Percentage of exon bases with 100X fragment coverage. Calculated against all regions in manifest containing _exon in name.

Indicative of general enrichment performance. Reduced proportions of enriched reads may indicate issues with the enrichment proportion of the library preparation.

As UMI reads are sequenced at the start of each read, loss of valid UMI sequence may be cause by sequencing issues impacting the quality of base calling in this portion of the sequencing read.

Lower mean target coverage may be due to poor sample input/quality, library preparation issues or low sequencing output. Large differences between the median and mean target coverage values may indicated a skewed distribution of target coverage.

Proportion of aligned reads that are non-supplementary, non-secondary and pass QC versus aligned reads that are non-supplementary, non-secondary, mapped and pass QC.

This metric should only be evaluated if the CONTAMINATION_SCORE metric exceed the USL. This metric estimates the amount of contamination in a sample. The contamination level is computed by taking 2.0* the average of the adjusted allele frequencies of all variants that were selected.
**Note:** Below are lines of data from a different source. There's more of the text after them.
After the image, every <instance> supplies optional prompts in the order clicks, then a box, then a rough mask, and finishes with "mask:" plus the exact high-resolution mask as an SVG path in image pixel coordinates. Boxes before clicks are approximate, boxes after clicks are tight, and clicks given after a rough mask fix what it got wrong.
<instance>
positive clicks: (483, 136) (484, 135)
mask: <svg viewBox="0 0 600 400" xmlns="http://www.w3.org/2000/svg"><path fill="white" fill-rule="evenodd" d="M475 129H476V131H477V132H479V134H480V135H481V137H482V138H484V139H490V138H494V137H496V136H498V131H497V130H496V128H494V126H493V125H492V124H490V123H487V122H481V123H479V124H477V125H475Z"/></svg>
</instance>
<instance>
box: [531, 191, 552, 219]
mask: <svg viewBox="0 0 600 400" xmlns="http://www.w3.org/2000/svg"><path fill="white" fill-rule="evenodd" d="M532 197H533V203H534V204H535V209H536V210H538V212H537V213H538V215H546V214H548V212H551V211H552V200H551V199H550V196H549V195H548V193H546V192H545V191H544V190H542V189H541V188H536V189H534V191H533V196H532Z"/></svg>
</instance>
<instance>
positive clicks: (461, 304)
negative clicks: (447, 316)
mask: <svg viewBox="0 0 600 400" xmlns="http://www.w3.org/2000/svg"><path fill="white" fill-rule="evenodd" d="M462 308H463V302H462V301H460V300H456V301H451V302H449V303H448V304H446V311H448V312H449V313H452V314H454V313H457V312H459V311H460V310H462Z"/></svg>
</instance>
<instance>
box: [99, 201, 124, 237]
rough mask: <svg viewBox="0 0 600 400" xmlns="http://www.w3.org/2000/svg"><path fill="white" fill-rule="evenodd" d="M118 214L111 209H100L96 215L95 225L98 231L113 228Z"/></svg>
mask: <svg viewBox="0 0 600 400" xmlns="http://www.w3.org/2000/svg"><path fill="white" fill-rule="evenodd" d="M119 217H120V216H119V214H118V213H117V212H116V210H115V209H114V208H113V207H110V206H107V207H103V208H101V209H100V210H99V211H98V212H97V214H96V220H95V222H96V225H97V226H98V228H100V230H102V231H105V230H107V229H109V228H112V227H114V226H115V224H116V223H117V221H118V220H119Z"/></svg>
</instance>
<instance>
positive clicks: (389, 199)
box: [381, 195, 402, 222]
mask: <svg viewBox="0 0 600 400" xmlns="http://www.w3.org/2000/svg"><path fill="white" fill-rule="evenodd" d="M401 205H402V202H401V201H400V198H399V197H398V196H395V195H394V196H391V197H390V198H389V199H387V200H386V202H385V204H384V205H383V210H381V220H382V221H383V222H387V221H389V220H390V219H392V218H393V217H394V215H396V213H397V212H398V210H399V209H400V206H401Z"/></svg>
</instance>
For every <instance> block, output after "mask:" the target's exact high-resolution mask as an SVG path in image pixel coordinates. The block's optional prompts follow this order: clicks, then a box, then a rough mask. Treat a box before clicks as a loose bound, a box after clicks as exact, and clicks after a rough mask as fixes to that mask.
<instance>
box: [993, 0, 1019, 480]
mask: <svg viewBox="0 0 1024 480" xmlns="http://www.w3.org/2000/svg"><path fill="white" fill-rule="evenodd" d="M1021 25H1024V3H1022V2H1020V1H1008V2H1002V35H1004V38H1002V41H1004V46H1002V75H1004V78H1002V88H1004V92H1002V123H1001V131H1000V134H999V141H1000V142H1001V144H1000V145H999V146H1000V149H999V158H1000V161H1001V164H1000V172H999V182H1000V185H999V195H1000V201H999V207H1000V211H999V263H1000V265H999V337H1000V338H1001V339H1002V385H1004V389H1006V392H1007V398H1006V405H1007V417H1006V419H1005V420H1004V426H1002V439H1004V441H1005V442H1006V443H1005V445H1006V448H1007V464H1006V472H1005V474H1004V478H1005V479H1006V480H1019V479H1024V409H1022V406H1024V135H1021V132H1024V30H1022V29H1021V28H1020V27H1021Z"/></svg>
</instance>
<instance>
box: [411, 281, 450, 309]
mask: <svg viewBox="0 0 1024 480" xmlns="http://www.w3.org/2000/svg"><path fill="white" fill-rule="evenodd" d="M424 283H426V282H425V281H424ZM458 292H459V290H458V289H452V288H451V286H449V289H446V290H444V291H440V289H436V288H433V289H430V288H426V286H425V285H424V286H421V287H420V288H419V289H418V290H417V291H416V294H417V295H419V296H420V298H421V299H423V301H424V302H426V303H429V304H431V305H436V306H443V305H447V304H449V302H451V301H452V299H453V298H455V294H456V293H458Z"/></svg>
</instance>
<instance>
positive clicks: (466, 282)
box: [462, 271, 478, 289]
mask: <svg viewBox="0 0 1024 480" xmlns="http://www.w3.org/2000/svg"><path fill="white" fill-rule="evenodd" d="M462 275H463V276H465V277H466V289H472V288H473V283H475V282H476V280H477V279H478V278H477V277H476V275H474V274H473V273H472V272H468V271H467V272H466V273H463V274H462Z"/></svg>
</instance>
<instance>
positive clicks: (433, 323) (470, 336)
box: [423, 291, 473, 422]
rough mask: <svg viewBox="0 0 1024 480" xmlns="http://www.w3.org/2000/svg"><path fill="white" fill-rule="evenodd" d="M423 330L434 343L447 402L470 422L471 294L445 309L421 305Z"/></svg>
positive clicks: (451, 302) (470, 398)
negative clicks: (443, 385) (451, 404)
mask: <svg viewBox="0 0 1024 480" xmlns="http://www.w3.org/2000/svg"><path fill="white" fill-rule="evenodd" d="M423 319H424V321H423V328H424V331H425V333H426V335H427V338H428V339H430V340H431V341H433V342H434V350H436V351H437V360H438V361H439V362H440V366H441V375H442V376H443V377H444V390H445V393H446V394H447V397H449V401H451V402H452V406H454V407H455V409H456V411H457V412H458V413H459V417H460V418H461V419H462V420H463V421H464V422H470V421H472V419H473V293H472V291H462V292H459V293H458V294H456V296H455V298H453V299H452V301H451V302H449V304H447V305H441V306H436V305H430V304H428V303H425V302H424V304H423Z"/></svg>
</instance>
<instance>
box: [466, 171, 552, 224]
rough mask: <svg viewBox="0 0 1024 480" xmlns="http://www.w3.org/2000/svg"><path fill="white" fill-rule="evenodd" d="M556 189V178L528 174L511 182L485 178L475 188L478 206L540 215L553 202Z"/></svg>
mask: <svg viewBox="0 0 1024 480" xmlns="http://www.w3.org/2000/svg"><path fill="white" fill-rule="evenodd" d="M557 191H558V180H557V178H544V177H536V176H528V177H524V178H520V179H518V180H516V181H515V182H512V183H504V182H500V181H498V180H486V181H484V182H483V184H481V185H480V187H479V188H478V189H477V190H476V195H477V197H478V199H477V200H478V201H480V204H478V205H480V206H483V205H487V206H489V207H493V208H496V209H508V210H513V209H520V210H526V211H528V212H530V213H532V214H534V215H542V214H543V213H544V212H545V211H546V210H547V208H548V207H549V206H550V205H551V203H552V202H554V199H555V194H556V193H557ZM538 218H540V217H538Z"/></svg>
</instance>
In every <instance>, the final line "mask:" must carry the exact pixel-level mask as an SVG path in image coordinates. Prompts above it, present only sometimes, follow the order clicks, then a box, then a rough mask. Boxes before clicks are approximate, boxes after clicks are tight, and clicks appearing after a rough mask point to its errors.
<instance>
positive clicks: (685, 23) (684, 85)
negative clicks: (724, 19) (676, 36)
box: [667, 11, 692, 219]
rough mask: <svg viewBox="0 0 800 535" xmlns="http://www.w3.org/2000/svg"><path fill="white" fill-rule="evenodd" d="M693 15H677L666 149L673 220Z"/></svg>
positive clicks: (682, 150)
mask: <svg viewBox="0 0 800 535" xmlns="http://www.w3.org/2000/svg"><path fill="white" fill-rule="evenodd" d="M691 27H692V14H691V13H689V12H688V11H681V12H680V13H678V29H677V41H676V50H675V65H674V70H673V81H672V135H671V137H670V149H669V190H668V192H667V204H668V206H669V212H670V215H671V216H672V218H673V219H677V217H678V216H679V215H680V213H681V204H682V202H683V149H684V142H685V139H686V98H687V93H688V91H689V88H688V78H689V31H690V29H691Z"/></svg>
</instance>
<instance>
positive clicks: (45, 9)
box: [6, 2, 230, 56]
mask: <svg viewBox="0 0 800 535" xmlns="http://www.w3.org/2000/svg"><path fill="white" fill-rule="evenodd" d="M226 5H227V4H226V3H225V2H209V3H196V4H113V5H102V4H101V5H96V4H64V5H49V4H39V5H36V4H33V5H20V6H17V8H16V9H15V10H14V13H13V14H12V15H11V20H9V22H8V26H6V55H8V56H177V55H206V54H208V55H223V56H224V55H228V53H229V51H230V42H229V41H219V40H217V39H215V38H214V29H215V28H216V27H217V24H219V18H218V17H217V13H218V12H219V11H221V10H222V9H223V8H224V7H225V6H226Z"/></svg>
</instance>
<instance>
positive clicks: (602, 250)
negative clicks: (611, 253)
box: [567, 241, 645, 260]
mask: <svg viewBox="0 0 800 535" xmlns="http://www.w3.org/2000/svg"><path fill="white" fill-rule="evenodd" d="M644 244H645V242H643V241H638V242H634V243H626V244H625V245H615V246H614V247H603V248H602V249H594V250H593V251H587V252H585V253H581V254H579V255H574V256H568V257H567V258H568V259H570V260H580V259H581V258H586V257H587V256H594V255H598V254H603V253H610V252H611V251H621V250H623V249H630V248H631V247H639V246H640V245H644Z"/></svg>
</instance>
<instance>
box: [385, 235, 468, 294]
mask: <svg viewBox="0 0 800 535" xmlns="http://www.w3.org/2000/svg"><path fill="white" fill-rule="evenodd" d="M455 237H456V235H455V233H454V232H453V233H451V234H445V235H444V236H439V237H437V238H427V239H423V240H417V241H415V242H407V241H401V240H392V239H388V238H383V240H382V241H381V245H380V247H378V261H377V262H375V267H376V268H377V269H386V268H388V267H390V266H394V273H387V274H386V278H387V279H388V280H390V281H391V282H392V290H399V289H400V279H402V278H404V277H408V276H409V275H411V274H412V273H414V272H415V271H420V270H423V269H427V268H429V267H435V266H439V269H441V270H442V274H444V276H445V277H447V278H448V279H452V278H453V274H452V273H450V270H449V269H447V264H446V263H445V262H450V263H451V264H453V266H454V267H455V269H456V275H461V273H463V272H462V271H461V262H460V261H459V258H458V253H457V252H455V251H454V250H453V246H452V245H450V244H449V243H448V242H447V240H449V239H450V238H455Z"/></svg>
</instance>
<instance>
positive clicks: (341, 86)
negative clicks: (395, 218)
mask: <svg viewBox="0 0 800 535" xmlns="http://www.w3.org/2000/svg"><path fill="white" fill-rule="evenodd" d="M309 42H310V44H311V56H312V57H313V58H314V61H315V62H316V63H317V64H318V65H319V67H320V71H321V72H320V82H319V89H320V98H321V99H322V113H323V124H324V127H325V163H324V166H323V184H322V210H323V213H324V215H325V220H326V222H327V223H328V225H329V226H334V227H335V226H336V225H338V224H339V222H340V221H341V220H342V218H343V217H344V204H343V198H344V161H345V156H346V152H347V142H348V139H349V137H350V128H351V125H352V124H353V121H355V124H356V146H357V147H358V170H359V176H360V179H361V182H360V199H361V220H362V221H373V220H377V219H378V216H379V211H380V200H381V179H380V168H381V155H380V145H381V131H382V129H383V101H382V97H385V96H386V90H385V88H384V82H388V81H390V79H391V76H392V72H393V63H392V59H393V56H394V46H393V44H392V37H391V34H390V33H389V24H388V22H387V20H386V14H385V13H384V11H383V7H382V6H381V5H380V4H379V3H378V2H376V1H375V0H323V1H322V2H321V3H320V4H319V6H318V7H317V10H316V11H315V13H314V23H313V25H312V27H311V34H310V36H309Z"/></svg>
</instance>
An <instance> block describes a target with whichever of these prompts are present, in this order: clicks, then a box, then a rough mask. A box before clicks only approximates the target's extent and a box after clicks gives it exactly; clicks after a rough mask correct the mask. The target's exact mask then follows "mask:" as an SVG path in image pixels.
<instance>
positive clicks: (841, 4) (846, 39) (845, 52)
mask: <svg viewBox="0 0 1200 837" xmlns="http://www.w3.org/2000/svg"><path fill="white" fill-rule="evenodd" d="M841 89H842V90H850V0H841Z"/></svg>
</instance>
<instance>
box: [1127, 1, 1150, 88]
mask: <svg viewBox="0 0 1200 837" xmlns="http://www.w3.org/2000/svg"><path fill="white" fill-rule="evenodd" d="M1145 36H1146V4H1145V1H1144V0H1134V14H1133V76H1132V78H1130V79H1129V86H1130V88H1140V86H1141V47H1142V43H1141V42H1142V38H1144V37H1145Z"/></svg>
The adjusted alllele frequency is either the actual allele frequency of the variant if it is less than 0.5, or 1 -allele frequency if it is greater than or equal to 0.5.

If the sample does not fail the CONTAMINATION_SCORE this metric has no intended meaning as it will be driven by statistical noise (e.g. the few variants that naturally fall outside an expected interval around 0.5 due to random chance)

High contamination estimates may be due to any of the following:

Inter-sample contamination caused by mixing of samples during extraction or library preparation.

Intra-sample contamination, due to mixing of clonally different cell populations during extraction. Large scale genomic rearrangements that cause unexpected VAFs for large numbers of variants.

Parentage of target (all locations in manifest) reads that have a coverage depth of greater the 0.4x the mean target coverage depth (see definition above).

Provides an indication of uniformity of coverage of the target regions in the manifest file. When trended over time reductions in this metric may indicate an issue with the enrichment process resulting in coverage bias.

Soft clipped reads are used as a part of the downstream analysis for small variants calling. A higher-than-expected number could indicate a low-quality enrichment step.

Average percentage of bases ≥ Q30. A prediction of the probability of an incorrect base call (Q‑score).

An indicator of sequencing run quality, low Q30 across all samples on a run could be the result of run overclustering.

Proprietary Myriad Genetics estimate of b-allele dosage based on b-allele noise/signal ratio. B-Allele noise is correlated with coverage; lower coverage samples will have higher noise. B-allele signal is also correlated with tumor fraction; a higher tumor fraction produces a higher signal for b-allele sites. Samples with lower tumor fraction and higher amount of noise (or lower coverage) will have higher Allele Dosage Ratio. The upper limit of the score is 50, therefore any sample with 50 Allele Dosage Ratio can be assumed to have tumor fraction close to zero and typically has a GIS = 0.

Median target fragment coverage across all target positions in the genome. Coverage is the total number of non-duplicate pair alignments that overlap.